Diese Batterietypen bieten den Vorteil, dass sie leichter sind als andere Zusammensetzungen. Doch ob sie auch bei lang andauerndem Betrieb zuverlässig und sicher sind, ist noch längst nicht erforscht.

Fazit: Die perfekte Akku-Chemie gibt es nicht

Die beiden Wissenschafter Winter und Lux sehen daher die Akku-Zukunft «technologiedivers». Der einzig perfekte Akku für alle E-Autos ist also derzeit nicht in Aussicht. «Die Stärke der Batterietechnologie ist, dass es viele verschiedene Batteriesysteme gibt, die je nach Anwendungssegment ein passendes Preis-Leistungs-Verhältnis bieten», sagt Winter. Es gebe kein Entweder-oder, sondern ein Sowohl-als-auch.

Zu erwarten ist, dass kleine Elektroautos mit Einstiegspreisen unter 20 000 Euro künftig mit günstigen Li-Eisenphosphat-, Li-Ion- oder mit Natriumionen-Akkus ausgestattet werden. Ein höherer Nickelanteil verspricht dabei eine höhere Energiedichte. Bei hochklassigen Fahrzeugen mit dem Fokus auf einer hohen Reichweite könnten vermehrt halbfeste Akkus, Feststoffbatterien oder Li-Ion-Akkus mit einem sehr hohen Nickel- und Siliziumanteil zum Einsatz kommen.
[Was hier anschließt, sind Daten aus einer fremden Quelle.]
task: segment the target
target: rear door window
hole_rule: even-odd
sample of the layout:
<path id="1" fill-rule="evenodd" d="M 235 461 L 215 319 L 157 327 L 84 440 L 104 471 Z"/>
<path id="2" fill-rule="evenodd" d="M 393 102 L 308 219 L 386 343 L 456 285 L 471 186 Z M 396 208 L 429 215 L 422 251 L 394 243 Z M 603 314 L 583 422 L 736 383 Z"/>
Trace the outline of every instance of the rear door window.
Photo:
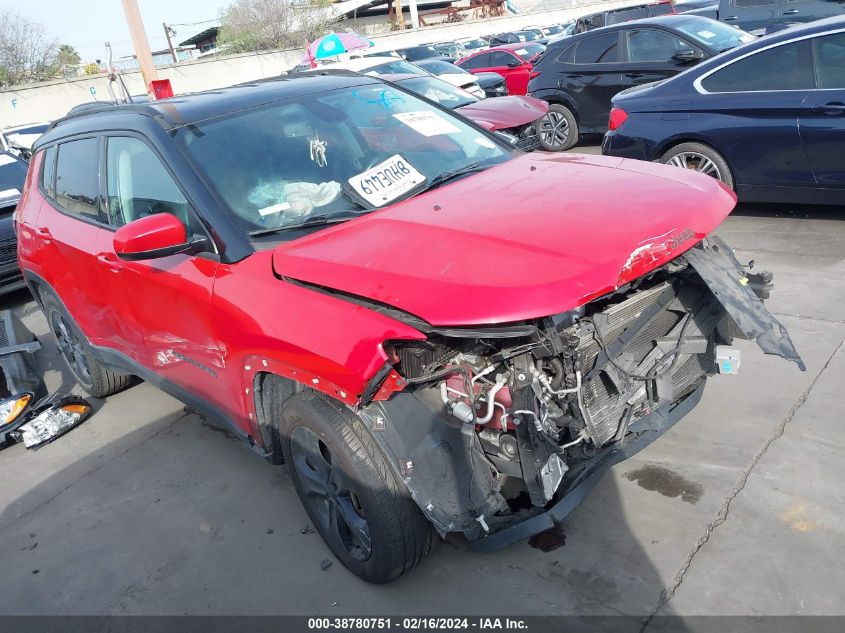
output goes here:
<path id="1" fill-rule="evenodd" d="M 808 90 L 813 87 L 809 43 L 783 44 L 740 59 L 701 81 L 708 92 Z"/>
<path id="2" fill-rule="evenodd" d="M 522 63 L 522 60 L 510 53 L 506 53 L 504 51 L 493 51 L 491 56 L 490 66 L 492 68 L 498 68 L 499 66 L 507 66 L 511 62 L 517 62 L 518 64 Z"/>
<path id="3" fill-rule="evenodd" d="M 625 31 L 629 62 L 668 62 L 682 48 L 691 48 L 679 37 L 658 29 Z"/>
<path id="4" fill-rule="evenodd" d="M 845 89 L 845 33 L 834 33 L 813 40 L 816 87 Z"/>
<path id="5" fill-rule="evenodd" d="M 84 217 L 99 219 L 100 140 L 85 138 L 59 145 L 56 202 Z"/>
<path id="6" fill-rule="evenodd" d="M 470 57 L 461 64 L 462 68 L 489 68 L 490 67 L 490 53 L 480 53 L 475 57 Z"/>
<path id="7" fill-rule="evenodd" d="M 594 35 L 578 42 L 576 64 L 608 64 L 619 61 L 619 40 L 616 32 Z"/>

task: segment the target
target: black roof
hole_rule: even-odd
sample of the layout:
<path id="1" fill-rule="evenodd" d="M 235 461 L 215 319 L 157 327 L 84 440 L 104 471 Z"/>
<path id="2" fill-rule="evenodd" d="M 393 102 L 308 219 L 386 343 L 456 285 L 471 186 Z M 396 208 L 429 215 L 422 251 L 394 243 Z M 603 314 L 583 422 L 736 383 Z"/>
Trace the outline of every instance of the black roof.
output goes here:
<path id="1" fill-rule="evenodd" d="M 74 107 L 64 118 L 55 121 L 50 129 L 38 139 L 36 149 L 64 136 L 63 128 L 70 123 L 75 124 L 72 126 L 74 133 L 82 131 L 78 129 L 80 127 L 95 130 L 98 119 L 104 116 L 133 114 L 145 116 L 157 121 L 164 129 L 175 129 L 291 97 L 320 94 L 372 83 L 379 83 L 379 79 L 351 71 L 332 71 L 331 73 L 273 77 L 228 88 L 159 99 L 149 103 L 90 103 L 85 104 L 84 107 Z M 82 123 L 88 125 L 79 125 Z"/>

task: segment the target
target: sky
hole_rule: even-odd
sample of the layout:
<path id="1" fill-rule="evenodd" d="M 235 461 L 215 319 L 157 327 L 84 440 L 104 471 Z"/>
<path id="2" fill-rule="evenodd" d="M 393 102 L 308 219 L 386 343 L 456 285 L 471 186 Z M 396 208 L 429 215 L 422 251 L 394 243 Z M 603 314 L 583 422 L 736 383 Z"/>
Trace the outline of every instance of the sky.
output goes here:
<path id="1" fill-rule="evenodd" d="M 174 46 L 205 30 L 231 0 L 137 0 L 150 48 L 167 48 L 162 22 L 175 25 Z M 40 22 L 51 37 L 79 51 L 83 62 L 106 58 L 111 42 L 115 58 L 134 53 L 121 0 L 0 0 L 0 11 L 12 10 Z M 183 26 L 184 25 L 184 26 Z"/>

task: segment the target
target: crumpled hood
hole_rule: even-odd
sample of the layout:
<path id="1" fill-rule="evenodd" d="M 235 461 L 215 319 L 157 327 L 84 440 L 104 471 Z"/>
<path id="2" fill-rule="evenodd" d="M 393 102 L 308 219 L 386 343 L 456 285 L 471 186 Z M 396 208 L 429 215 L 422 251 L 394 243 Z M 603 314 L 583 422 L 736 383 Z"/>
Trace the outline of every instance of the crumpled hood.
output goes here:
<path id="1" fill-rule="evenodd" d="M 735 202 L 677 167 L 533 153 L 286 242 L 273 267 L 433 325 L 506 323 L 570 310 L 661 266 Z"/>
<path id="2" fill-rule="evenodd" d="M 487 121 L 494 130 L 526 125 L 549 111 L 549 104 L 534 97 L 496 97 L 458 108 L 456 112 L 473 121 Z"/>

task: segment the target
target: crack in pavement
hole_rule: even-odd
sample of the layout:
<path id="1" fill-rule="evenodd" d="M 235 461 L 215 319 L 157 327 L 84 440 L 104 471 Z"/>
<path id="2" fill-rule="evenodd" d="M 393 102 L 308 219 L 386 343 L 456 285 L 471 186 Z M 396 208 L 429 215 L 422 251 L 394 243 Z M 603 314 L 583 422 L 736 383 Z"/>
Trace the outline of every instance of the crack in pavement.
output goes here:
<path id="1" fill-rule="evenodd" d="M 786 431 L 786 425 L 792 421 L 792 419 L 795 417 L 795 414 L 798 413 L 798 410 L 807 401 L 807 398 L 810 396 L 810 393 L 813 391 L 813 388 L 816 386 L 816 383 L 818 382 L 819 378 L 821 378 L 822 374 L 830 366 L 830 363 L 833 361 L 834 357 L 839 352 L 843 343 L 845 343 L 845 338 L 839 341 L 839 344 L 837 344 L 836 347 L 833 349 L 833 352 L 831 352 L 830 356 L 828 356 L 824 365 L 822 365 L 822 368 L 815 375 L 815 377 L 807 386 L 807 388 L 801 393 L 800 396 L 798 396 L 798 399 L 792 404 L 792 406 L 789 408 L 789 411 L 787 411 L 786 415 L 783 416 L 783 419 L 777 424 L 777 426 L 775 426 L 774 429 L 772 429 L 772 432 L 769 433 L 769 436 L 763 442 L 763 445 L 757 450 L 757 452 L 751 458 L 751 461 L 748 462 L 748 465 L 742 471 L 742 474 L 740 474 L 736 484 L 734 484 L 733 488 L 731 488 L 731 490 L 728 492 L 727 497 L 725 497 L 725 501 L 719 508 L 719 511 L 716 513 L 716 516 L 707 525 L 707 528 L 704 530 L 704 534 L 702 534 L 698 538 L 698 540 L 692 546 L 692 549 L 687 554 L 684 561 L 681 563 L 681 567 L 678 569 L 677 572 L 675 572 L 675 575 L 672 578 L 672 583 L 661 592 L 660 599 L 657 601 L 657 604 L 651 610 L 651 613 L 649 613 L 648 617 L 643 622 L 642 627 L 640 627 L 640 633 L 643 633 L 643 631 L 645 631 L 648 625 L 651 624 L 651 621 L 654 619 L 654 616 L 657 615 L 657 612 L 675 595 L 675 592 L 678 590 L 678 587 L 680 587 L 681 583 L 684 581 L 684 576 L 689 570 L 690 565 L 692 565 L 692 561 L 695 558 L 696 554 L 698 554 L 701 548 L 704 547 L 704 544 L 710 540 L 710 536 L 713 534 L 713 531 L 727 520 L 728 513 L 731 509 L 731 503 L 737 497 L 737 495 L 742 492 L 742 489 L 745 488 L 745 484 L 748 483 L 748 478 L 751 476 L 751 471 L 754 470 L 754 467 L 757 465 L 760 459 L 762 459 L 763 455 L 766 454 L 766 451 L 769 450 L 769 447 L 781 436 L 783 436 L 784 432 Z"/>
<path id="2" fill-rule="evenodd" d="M 790 314 L 788 312 L 772 312 L 775 316 L 785 316 L 793 319 L 801 319 L 806 321 L 821 321 L 822 323 L 834 323 L 836 325 L 845 325 L 845 321 L 839 319 L 826 319 L 825 317 L 815 317 L 809 314 Z"/>
<path id="3" fill-rule="evenodd" d="M 158 430 L 158 431 L 156 431 L 155 433 L 153 433 L 153 434 L 151 434 L 151 435 L 149 435 L 149 436 L 145 437 L 143 440 L 141 440 L 141 441 L 140 441 L 140 442 L 138 442 L 137 444 L 133 444 L 132 446 L 130 446 L 129 448 L 127 448 L 125 451 L 123 451 L 123 452 L 122 452 L 122 453 L 120 453 L 117 457 L 115 457 L 115 459 L 120 459 L 121 457 L 123 457 L 123 456 L 124 456 L 124 455 L 126 455 L 127 453 L 131 453 L 132 451 L 134 451 L 134 450 L 136 450 L 136 449 L 140 448 L 141 446 L 143 446 L 144 444 L 146 444 L 146 443 L 147 443 L 147 442 L 149 442 L 150 440 L 155 439 L 156 437 L 158 437 L 158 436 L 159 436 L 159 435 L 161 435 L 162 433 L 164 433 L 164 432 L 166 432 L 166 431 L 169 431 L 169 430 L 170 430 L 170 429 L 172 429 L 174 426 L 176 426 L 176 424 L 177 424 L 177 423 L 179 423 L 181 420 L 184 420 L 186 417 L 188 417 L 189 415 L 191 415 L 191 413 L 192 413 L 191 411 L 185 411 L 184 413 L 182 413 L 182 415 L 180 415 L 178 418 L 176 418 L 175 420 L 173 420 L 173 422 L 171 422 L 170 424 L 168 424 L 168 425 L 167 425 L 167 426 L 165 426 L 164 428 L 159 429 L 159 430 Z M 113 461 L 113 460 L 112 460 L 112 461 Z M 16 516 L 16 517 L 15 517 L 15 518 L 11 521 L 11 522 L 9 522 L 9 523 L 7 523 L 7 524 L 5 524 L 5 525 L 0 525 L 0 529 L 6 529 L 6 528 L 9 528 L 9 527 L 11 527 L 11 526 L 15 525 L 16 523 L 18 523 L 18 522 L 19 522 L 21 519 L 23 519 L 24 517 L 27 517 L 27 516 L 29 516 L 30 514 L 32 514 L 33 512 L 37 512 L 37 511 L 38 511 L 38 510 L 40 510 L 41 508 L 43 508 L 43 507 L 45 507 L 45 506 L 49 505 L 50 503 L 52 503 L 53 501 L 55 501 L 56 499 L 58 499 L 60 496 L 62 496 L 64 493 L 66 493 L 68 490 L 70 490 L 71 488 L 73 488 L 73 487 L 74 487 L 76 484 L 78 484 L 80 481 L 82 481 L 82 480 L 83 480 L 83 479 L 85 479 L 86 477 L 90 477 L 91 475 L 93 475 L 93 474 L 94 474 L 94 473 L 96 473 L 97 471 L 101 470 L 104 466 L 105 466 L 105 464 L 100 464 L 99 466 L 96 466 L 96 467 L 94 467 L 94 468 L 92 468 L 92 469 L 90 469 L 90 470 L 86 470 L 86 471 L 85 471 L 84 473 L 82 473 L 79 477 L 77 477 L 77 478 L 76 478 L 76 479 L 74 479 L 72 482 L 70 482 L 69 484 L 67 484 L 64 488 L 61 488 L 61 489 L 57 490 L 57 491 L 56 491 L 53 495 L 51 495 L 51 496 L 47 497 L 47 498 L 46 498 L 46 499 L 44 499 L 43 501 L 40 501 L 39 503 L 37 503 L 35 506 L 33 506 L 32 508 L 30 508 L 29 510 L 26 510 L 25 512 L 23 512 L 23 513 L 19 514 L 19 515 L 18 515 L 18 516 Z"/>

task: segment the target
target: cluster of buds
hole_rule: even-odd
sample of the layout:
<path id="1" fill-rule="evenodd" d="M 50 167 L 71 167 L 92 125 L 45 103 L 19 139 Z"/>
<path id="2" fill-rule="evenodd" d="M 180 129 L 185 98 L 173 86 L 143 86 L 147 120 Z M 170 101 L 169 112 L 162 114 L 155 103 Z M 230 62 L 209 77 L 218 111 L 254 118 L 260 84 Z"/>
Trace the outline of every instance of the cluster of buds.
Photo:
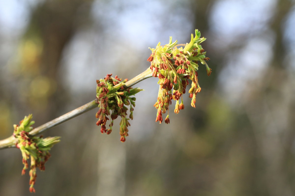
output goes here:
<path id="1" fill-rule="evenodd" d="M 26 170 L 29 168 L 28 160 L 31 159 L 29 190 L 31 192 L 35 192 L 34 185 L 37 177 L 36 168 L 38 167 L 41 171 L 45 170 L 45 163 L 50 156 L 49 150 L 53 145 L 59 142 L 60 137 L 43 138 L 42 136 L 30 136 L 29 132 L 33 129 L 32 125 L 35 123 L 31 120 L 32 117 L 32 114 L 25 116 L 19 125 L 14 125 L 13 135 L 17 140 L 16 146 L 20 150 L 22 156 L 24 167 L 22 175 L 24 175 Z"/>
<path id="2" fill-rule="evenodd" d="M 205 57 L 206 52 L 199 45 L 206 38 L 200 38 L 201 33 L 197 29 L 195 33 L 195 37 L 192 34 L 190 42 L 186 44 L 177 44 L 177 40 L 173 43 L 170 37 L 168 44 L 161 46 L 159 42 L 155 48 L 150 48 L 152 53 L 147 61 L 150 62 L 150 68 L 153 76 L 159 78 L 160 85 L 158 100 L 154 105 L 158 109 L 156 122 L 161 123 L 162 113 L 167 111 L 165 122 L 167 124 L 170 122 L 169 105 L 172 99 L 176 101 L 174 113 L 178 114 L 180 110 L 184 109 L 182 95 L 186 92 L 189 80 L 191 81 L 191 87 L 189 91 L 192 99 L 191 105 L 196 107 L 196 95 L 201 90 L 198 80 L 198 61 L 205 65 L 208 76 L 212 72 L 205 61 L 210 59 Z"/>
<path id="3" fill-rule="evenodd" d="M 127 79 L 122 81 L 122 79 L 117 76 L 114 78 L 111 77 L 112 76 L 112 74 L 107 74 L 104 79 L 96 81 L 97 87 L 96 100 L 99 108 L 96 115 L 96 118 L 99 119 L 96 124 L 101 126 L 101 133 L 106 133 L 109 134 L 112 132 L 114 120 L 119 116 L 121 116 L 120 140 L 124 142 L 126 140 L 126 137 L 128 136 L 127 127 L 130 125 L 128 120 L 133 119 L 133 107 L 135 106 L 135 98 L 130 96 L 142 89 L 139 88 L 125 88 L 124 85 L 128 80 Z M 126 107 L 127 106 L 129 106 L 130 111 L 129 118 L 127 117 L 128 110 Z M 110 120 L 108 116 L 110 115 L 112 121 L 109 125 L 109 128 L 107 129 L 107 121 Z"/>

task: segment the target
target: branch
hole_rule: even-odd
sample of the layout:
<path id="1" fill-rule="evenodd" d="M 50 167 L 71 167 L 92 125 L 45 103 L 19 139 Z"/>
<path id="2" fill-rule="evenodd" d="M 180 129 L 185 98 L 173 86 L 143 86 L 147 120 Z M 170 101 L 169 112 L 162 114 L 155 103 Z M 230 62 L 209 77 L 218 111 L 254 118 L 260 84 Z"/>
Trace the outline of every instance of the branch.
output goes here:
<path id="1" fill-rule="evenodd" d="M 152 72 L 151 70 L 149 68 L 138 76 L 127 82 L 125 84 L 126 88 L 127 88 L 132 86 L 140 81 L 148 78 L 151 77 L 152 76 Z M 32 136 L 38 135 L 53 127 L 54 127 L 76 116 L 96 108 L 97 107 L 97 104 L 96 103 L 95 100 L 93 100 L 35 128 L 29 133 Z M 13 135 L 12 135 L 6 139 L 0 140 L 0 149 L 15 147 L 16 141 L 15 138 Z"/>

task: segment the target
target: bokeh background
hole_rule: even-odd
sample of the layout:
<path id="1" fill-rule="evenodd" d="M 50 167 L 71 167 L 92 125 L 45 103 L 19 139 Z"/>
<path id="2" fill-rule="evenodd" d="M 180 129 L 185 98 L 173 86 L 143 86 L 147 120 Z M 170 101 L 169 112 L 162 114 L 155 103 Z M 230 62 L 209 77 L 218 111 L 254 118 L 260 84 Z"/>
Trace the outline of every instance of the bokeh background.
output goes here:
<path id="1" fill-rule="evenodd" d="M 291 0 L 0 1 L 0 139 L 95 98 L 107 73 L 131 78 L 148 47 L 195 29 L 213 72 L 199 68 L 196 108 L 155 123 L 157 78 L 136 84 L 126 141 L 101 135 L 94 110 L 60 136 L 38 195 L 295 195 L 295 6 Z M 173 107 L 173 106 L 172 106 Z M 0 195 L 31 195 L 19 150 L 0 150 Z"/>

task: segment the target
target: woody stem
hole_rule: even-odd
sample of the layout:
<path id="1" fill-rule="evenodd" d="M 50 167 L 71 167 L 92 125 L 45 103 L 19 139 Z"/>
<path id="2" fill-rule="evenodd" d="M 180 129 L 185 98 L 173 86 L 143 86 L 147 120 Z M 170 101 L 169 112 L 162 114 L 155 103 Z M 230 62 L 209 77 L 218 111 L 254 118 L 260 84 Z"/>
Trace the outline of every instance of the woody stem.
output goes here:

Und was ist mit den Akkus mit halbfesten Elektrolyten? «Ein Fahrzeug mit einem halbfesten Akku sehen wir mit viel Optimismus vielleicht Ende dieser Dekade auf der Strasse», sagt Winter. Eine reine Feststoffbatterie hält er in den nächsten Jahren wegen der herausfordernden Produktion in Serienfahrzeugen für eher unwahrscheinlich oder maximal für ein teures Nischenprodukt.

Lux rechnet in den nächsten Jahren mit dem höchsten Entwicklungspotenzial bei den Li-Ion-Akkus. «Wenn wir dort wesentlich nachhaltiger produzieren, den Energieverbrauch bei der Produktion senken, die Ausschussrate verbessern, sehe ich für die nächsten Jahre diese Technologie vorne», sagt er.